How do I read the grid?
Rows show different training scenarios. Columns are evaluation scenarios. One cell means: train on the row world, then evaluate on the column slice.
How do I use this page?
Use Explore when you want to click around and build a set of evidence cells yourself. Use Compute when you want to ask for one quantity and see the exact cells that define it.
What questions can I ask here?
For now: direct cell reading, leave-one-out, evaluation value, group leave-one-out, pair interaction, Shapley value, Banzhaf value, Beta Shapley, row-size scaling, eval-size scaling, diagonal scaling, budgeted subset scans, and a simple unlearning reference comparison.
What else could fit this grid?
Several nearby methods still fit the same subset-world picture. Good next candidates include strike curves from the full dataset down to smaller retained worlds, acquisition curves from a seed set upward, regret against the full-data row, composition-stratified scaling, Owen-style group values, sampled or truncated Shapley approximations, and simple datamodel-style response surfaces fit over the grid.

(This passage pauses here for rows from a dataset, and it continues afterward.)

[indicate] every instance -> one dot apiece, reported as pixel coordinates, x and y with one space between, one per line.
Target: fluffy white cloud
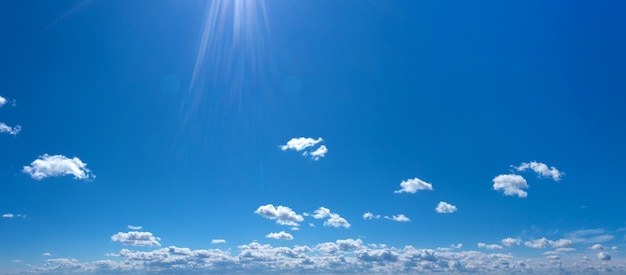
370 216
11 215
489 246
57 165
398 218
136 238
334 220
511 242
413 185
604 256
444 207
282 235
541 169
511 184
543 242
319 152
300 143
282 214
10 130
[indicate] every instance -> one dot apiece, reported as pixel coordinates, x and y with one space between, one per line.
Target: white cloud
319 153
541 169
489 246
543 242
444 207
300 143
604 256
136 238
282 214
334 220
370 216
413 185
511 184
11 215
57 165
398 218
511 242
10 130
282 235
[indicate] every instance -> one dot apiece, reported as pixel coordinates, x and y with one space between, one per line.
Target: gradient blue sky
166 118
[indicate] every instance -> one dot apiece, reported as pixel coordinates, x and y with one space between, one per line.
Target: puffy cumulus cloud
444 207
300 143
343 256
511 242
10 130
333 219
370 216
318 153
604 256
541 169
136 238
489 246
282 235
597 235
543 243
511 185
282 214
398 218
413 185
57 165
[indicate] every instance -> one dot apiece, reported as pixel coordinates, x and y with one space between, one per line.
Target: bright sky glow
312 137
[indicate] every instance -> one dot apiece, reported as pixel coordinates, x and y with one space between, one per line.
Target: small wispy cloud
136 238
511 185
398 218
444 208
541 169
334 220
414 185
282 235
58 165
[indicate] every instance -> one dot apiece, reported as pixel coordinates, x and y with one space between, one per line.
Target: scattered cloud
57 165
413 185
334 220
543 243
282 235
444 207
590 236
511 185
489 246
10 130
300 143
282 214
398 218
370 216
11 215
136 238
511 242
604 256
541 169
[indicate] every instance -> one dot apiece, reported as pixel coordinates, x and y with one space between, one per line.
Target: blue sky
317 136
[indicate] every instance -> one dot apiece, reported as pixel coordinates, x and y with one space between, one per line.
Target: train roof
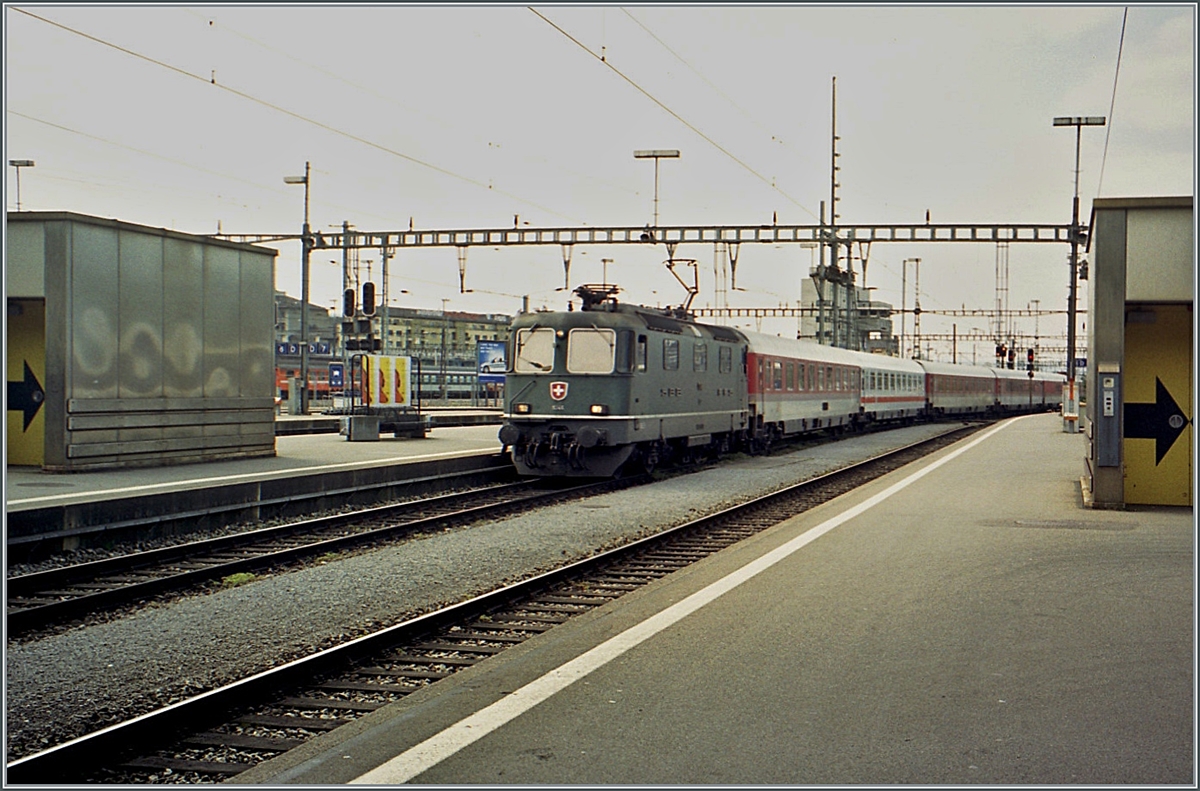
763 343
951 369
888 363
615 315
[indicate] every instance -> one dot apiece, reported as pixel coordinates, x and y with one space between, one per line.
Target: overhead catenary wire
1113 103
299 117
605 60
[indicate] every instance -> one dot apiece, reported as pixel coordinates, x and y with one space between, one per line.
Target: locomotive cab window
670 354
591 351
534 351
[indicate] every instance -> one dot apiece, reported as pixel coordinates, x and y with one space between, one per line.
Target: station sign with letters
491 360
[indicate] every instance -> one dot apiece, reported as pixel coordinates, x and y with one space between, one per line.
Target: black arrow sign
27 396
1162 421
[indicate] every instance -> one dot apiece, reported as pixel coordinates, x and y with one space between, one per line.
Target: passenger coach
593 389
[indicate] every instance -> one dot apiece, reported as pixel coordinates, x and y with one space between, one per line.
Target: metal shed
135 346
1140 355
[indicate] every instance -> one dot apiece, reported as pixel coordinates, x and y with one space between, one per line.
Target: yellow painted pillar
1157 427
25 377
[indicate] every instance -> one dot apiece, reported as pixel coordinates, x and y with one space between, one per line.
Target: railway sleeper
390 672
184 766
315 703
413 659
462 649
301 723
515 623
243 742
373 688
531 615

Some of these would only need new formulas over cells we already display. Others would need new controls: group partitions for Owen values, budgets for coreset scans, sampling rules for Monte Carlo Shapley, or a small regression view for datamodels.
What does not fit cleanly yet?
Some important methods live nearby but are not fully represented by this fixed subset grid. True influence functions need gradients, Hessians, and an optimizer. Differential privacy is a guarantee over release distributions and all adjacent worlds, not just a few visible cells. Poisoning needs a threat model, feasible perturbations, and an adversarial objective. Dataset distillation and condensation search over synthetic data, not only observed subsets. Active learning and experimental design need a candidate pool, label model, and acquisition policy. Curriculum learning, forgetting events, and data cartography depend on training order and trajectories. Membership inference needs an attacker and observation model.
So the grid can be a diagnostic baseline for those families, but it should not pretend to certify or replace the full method.